## Overfitting
* Occam's Razor
    * More things should not be used than are necessary
* Reduce Overfitting
    * more data
    * constraint model complexity
        * shallow
        * regularization
    * dropout
    * data argumentation
    * early stopping

### Regularization
##### J(zeta) = CrossEntropyLoos + lambda * sum(|zeta_i|)
* where lambda = 0.01, zeta is the parameters of model
* enforce weights close to 0 -> weight decay

#### L1-regularization
* J(zeta) = CrossEntropyLoos + lambda * sum(|zeta_i|)
#### L2-regularization
* J(W;X,y) + 1/2 * lambda * ||W||^2

In [None]:
# L1 regularization
regularization_loss = 0
for param in model.parameters():
    regularization_loss += torch.sum(torch.abs(param))

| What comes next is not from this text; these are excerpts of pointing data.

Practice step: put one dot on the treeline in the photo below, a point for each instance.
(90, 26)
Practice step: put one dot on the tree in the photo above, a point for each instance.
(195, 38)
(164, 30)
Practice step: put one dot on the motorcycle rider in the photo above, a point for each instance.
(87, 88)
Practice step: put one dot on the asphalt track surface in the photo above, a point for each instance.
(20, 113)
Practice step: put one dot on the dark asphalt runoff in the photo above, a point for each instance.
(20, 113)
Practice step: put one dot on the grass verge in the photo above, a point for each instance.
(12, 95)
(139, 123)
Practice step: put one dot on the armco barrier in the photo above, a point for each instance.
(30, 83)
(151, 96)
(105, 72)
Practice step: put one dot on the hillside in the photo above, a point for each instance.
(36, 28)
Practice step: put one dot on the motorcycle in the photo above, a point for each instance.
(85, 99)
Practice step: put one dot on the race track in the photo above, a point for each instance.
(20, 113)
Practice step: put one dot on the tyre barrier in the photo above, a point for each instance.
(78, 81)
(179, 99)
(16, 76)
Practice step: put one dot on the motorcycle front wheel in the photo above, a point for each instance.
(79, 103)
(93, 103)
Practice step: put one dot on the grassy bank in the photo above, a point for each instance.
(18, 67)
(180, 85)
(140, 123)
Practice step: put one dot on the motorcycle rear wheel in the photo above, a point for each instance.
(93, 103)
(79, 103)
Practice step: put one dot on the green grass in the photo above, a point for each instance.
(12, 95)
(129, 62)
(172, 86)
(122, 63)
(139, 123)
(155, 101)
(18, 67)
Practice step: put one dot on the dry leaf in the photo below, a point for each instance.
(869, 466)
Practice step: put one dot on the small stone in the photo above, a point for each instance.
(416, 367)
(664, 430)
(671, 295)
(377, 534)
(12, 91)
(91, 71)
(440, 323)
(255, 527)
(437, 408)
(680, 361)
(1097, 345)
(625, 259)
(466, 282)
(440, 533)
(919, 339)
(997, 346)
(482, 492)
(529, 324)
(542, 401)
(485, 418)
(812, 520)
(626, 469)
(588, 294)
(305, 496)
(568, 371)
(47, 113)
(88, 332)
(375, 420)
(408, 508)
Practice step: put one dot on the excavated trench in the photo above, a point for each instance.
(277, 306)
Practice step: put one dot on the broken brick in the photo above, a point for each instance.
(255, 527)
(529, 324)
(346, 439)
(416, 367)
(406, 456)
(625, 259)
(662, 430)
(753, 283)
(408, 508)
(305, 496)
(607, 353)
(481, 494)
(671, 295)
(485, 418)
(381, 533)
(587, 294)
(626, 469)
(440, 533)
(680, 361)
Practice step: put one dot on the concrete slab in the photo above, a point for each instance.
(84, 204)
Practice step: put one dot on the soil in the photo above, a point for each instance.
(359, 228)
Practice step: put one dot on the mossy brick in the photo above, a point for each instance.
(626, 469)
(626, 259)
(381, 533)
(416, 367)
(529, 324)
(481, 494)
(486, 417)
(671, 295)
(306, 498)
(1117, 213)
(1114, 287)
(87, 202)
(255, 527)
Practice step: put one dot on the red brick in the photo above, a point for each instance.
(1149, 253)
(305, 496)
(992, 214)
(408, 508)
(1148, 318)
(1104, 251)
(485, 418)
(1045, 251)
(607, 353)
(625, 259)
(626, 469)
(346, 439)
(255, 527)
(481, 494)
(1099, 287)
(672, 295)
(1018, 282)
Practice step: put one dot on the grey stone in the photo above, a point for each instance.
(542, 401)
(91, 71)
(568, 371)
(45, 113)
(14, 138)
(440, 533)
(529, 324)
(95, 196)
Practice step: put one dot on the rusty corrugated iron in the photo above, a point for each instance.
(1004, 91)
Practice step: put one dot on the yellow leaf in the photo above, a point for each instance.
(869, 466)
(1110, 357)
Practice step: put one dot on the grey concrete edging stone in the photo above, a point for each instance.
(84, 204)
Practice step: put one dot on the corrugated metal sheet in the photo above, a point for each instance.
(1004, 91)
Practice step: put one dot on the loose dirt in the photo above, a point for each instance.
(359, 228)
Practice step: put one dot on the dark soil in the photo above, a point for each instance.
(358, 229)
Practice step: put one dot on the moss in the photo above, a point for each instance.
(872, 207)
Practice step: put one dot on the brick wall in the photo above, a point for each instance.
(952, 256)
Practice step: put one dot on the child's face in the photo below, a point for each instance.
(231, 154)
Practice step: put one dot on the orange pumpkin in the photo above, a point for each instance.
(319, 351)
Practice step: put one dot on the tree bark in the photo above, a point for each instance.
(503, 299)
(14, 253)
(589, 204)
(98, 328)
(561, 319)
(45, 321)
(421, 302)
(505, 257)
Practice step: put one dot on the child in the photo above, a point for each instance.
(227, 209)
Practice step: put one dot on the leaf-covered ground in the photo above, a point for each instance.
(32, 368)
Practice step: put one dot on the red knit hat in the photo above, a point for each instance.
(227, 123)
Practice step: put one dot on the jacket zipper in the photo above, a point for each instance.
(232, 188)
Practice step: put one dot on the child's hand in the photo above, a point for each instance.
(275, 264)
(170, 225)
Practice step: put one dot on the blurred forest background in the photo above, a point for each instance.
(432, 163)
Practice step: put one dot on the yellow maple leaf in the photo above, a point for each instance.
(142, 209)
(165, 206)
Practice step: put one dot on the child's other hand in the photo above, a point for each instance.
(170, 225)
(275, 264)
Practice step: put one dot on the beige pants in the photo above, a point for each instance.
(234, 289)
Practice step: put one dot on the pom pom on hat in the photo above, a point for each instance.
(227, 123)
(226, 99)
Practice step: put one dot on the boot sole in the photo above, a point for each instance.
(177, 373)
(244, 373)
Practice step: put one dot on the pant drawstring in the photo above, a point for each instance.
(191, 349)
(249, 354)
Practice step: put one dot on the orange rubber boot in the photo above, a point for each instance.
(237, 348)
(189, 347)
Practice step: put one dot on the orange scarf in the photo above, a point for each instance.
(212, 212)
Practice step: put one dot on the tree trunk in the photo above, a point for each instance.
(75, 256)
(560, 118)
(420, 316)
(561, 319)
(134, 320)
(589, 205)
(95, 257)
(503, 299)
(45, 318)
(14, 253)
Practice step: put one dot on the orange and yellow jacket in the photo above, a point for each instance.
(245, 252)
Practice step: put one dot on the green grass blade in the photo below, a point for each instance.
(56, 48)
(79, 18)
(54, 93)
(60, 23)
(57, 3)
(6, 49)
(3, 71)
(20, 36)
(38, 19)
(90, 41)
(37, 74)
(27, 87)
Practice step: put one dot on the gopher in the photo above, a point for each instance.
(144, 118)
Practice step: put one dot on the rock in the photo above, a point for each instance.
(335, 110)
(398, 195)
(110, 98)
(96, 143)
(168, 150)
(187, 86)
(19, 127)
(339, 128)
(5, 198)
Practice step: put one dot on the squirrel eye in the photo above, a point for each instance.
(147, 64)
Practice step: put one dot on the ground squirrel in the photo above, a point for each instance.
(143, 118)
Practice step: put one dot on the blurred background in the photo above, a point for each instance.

classify_loss = criteon(logits, target)
loss = classify_loss + 0.01 * regularization_loss

optimizer.zero_grad()
loss.backward()
optimizer.step()

In [None]:
# L2 regularization
optimizer = torch.optim.SGD(net.parameters(), lr=learning_rate, weight_decay=0.01)

### Tricks
* momentum
    * before: w_k+1 = w_k - alph * grad_f(w_k)
    * z_k+1 = beta * z_k + grad_f(w_k),    w_k+1 = w_k - alph * z_k+1
* learning rate decay    
    * A small learning rate requires many updates before reaching the minimum point
    * The optimal learning rate swiftly reaches the minimum point
    * Too large of a learning rate causes drastic updates which lead to divergent behaviors

> 3e-4 is the best learning rate for Adam

In [None]:
# momentum
optimizer = torch.optim.SGD(model.parameters(), args.lr, momentum=args.momentum, weight_decay=args.weight_decay)

scheduler = ReduceLROnPlateau(optimizer,'min')

for epoch in xrange(args.start_epoch, args.epochs):
    train(train_loader, model, criterion, optimizer, epoch)
    result_avg, loss_val = validate(val_loader, model, criterion, epoch)
    scheduler.step(loss_val)

In [None]:
# Assuming optimizer uses lr = 0.05 for all groups
# lr = 0.05     if epoch < 30
# lr = 0.005    if 30 <= epoch < 60
# ...
scheduler = StepLR(optimizer, step_size=30, gamma=0.1)
for epoch in range (100):
    scheduler.step()
    train(...)
    validate(...)

### Tricks
* Early Stopping
    * Validation set to select parameters
    * Monitor validation performance
    * Stop at the highest val perf. **(Experience)**
* Dropout
    * Learning less to learn better
    * Each connection has p = \[0,1\] to lose
* Stochastic Gradient Descent
    * Stochastic is not random!
    * Deterministic
    * Because of the limit of GPU memory, gradient descent in range of batch

In [None]:
# dropout
net_dropped = torch.nn.Sequential(
    torch.nn.Linear(784,200),
    torch.nn.Dropout(0.5),  # drop 50% of the neuron
    torch.nn.ReLU(),
    torch.nn.Linear(200,200),
    torch.nn.Dropout(0.5),  # drop 50% of the neuron
    torch.nn.ReLU(),
    torch.nn.Linear(200,10)
)

## torch.nn.Dropout(p=dropout_prob)
## tf.nn.dropout(keep_prob)

In [None]:
# Behavior between train and test
for epoch in range(epochs):

    # train
    net_dropped.train()
    for batch_indx, (data, traget) in enumerate(train_loader):
        ...
    net_dropped.eval() # before test, swich to connection
    test_loss = 0
    correct = 0
    for data, traget in test_loader:
        ...